Hoy han restaurado 14 iglesias. Y tienen 4 hijos, todos con nombre de los santos o vírgenes patronos de estos templos aymaras. El bautizo del primogénito se hizo en la iglesia de Codpa, con una banda de bronces de fondo. Ella lloró de emoción.

Vida sobria

La semana pasada, Magdalena Pereira estuvo dos días en Santiago. Vino a la reunión mensual del Consejo de la Cultura y las Artes, donde es parte del directorio. Sentada en un café al lado del Hotel W, bebe un espresso y agua mineral.

Este barrio en Las Condes podría ser habitual para ella. Su madre vive a pocas cuadras. Pero no.
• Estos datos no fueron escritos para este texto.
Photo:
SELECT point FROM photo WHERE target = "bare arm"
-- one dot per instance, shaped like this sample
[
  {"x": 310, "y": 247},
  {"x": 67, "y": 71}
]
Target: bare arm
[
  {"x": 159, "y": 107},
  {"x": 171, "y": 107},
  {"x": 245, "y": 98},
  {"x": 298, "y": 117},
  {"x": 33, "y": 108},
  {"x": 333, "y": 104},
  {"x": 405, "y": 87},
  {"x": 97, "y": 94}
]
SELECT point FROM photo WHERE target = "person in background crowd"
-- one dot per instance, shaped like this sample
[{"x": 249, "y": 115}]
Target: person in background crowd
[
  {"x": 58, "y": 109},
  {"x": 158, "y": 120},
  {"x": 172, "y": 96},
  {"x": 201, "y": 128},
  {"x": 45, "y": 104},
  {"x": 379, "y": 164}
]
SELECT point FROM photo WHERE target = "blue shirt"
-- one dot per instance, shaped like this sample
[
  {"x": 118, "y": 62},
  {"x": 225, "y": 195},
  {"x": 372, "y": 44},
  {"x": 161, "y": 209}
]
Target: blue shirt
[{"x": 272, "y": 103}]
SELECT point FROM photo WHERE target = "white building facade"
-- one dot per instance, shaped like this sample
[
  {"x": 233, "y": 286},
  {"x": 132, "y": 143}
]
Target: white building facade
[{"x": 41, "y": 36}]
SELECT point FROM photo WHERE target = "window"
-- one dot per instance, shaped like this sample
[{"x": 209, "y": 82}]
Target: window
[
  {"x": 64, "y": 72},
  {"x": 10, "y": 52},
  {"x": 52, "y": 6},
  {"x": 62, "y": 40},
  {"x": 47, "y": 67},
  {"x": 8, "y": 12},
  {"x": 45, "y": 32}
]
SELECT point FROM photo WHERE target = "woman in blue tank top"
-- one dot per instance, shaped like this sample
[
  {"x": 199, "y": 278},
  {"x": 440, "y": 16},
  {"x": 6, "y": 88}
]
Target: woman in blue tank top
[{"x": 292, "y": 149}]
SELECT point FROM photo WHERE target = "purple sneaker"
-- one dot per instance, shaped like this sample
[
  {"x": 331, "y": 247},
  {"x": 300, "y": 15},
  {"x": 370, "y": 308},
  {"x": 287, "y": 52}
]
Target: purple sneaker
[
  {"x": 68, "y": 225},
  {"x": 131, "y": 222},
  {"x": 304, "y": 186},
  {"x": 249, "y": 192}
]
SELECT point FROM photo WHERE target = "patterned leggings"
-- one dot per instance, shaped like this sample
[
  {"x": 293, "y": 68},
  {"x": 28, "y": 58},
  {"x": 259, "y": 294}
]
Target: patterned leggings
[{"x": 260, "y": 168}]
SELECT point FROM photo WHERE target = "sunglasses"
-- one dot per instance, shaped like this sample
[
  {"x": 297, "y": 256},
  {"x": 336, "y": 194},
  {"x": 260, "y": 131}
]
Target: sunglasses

Magdalena, ex alumna del Colegio Apoquindo, posgraduada en Historia del Arte, candidata a doctora en la Universidad de Sevilla, bisnieta del ex Presidente González Videla, ya se siente provinciana.

—Dices que tu abuela fue tu inspiración para decisiones osadas.

—Sylvia González era una mujer adelantada, libre. Eso me hizo crecer. Ella contaba historias. Como cuando mi bisabuelo fue a asumir la embajada en Francia, y en el barco les tocó el inicio de la Segunda Guerra Mundial. Luego estuvo en Brasil. Tenía 21 años cuando conoció a mi abuelo, de 39, diputado, en un viaje a la Antártica. Más tarde se metió en parasicología. Me marcó eso de descubrir cosas.

—¿Qué te da el norte y no Santiago?

—La posibilidad de aprender constantemente, tener cerca la gente andina. En Arica llevamos una vida sobria. En Santiago no se puede. Está el deber de hacer ciertas cosas, elegir ciertos colegios, estar en ciertas reuniones. Haberse librado de eso es fantástico.

—¿Y en lo profesional?

—Me ha fascinado estar cerca de Perú y de Bolivia. Son de una fineza cultural, con un lenguaje sofisticado, con un patrimonio enorme; nos llevan la delantera.

Pese a su peso en la Fundación, donde hoy trabajan 25 profesionales y varios maestros, Amador Soto no ocupa ningún cargo. Se le considera una inspiración, un mentor. "A estas alturas, un amigo al que respeto y admiro", dice Magdalena, vicepresidenta de la Fundación y encargada de los talleres de Historia del Arte. Heinsen, su marido, es el director ejecutivo.

Un vals

La procesión de San Bartolomé avanza por las calles. El sol pega duro. La banda toca sus instrumentos. El padre Amador, de alba sotana y casulla bermellón, dirige los rezos. Los feligreses caminan detrás. Entre ellos, Cristián Heinsen, su mujer y sus hijos. El menor, que recién camina, va en brazos de su madre.

De fondo, los cerros verdes y ocres que hace 21 años cautivaron a Magdalena.

Cuando ya se ha dejado al santo de vuelta en la iglesia, parte la fiesta en la casa más grande del pueblo. Se sirve cazuela. Se cuentan chistes. Se escucha música. De repente, la banda toca un vals. Y un locutor va nombrando a las parejas que salen a bailar. Los últimos en salir son Cristián Heinsen y Magdalena Pereira.

Amador Soto los aplaude desde una mesa a la orilla de la pista de baile.

$200 millones en dos meses

En campaña

La última iglesia aymara que la Fundación Altiplano restauró fue la de Pachama. Sobre planes futuros, hay incertidumbre. La falta de nuevos fondos ha aumentado un déficit que los tiene complicados. Por eso están en una campaña de donaciones. "Queremos juntar $200 millones en dos meses", dice la historiadora.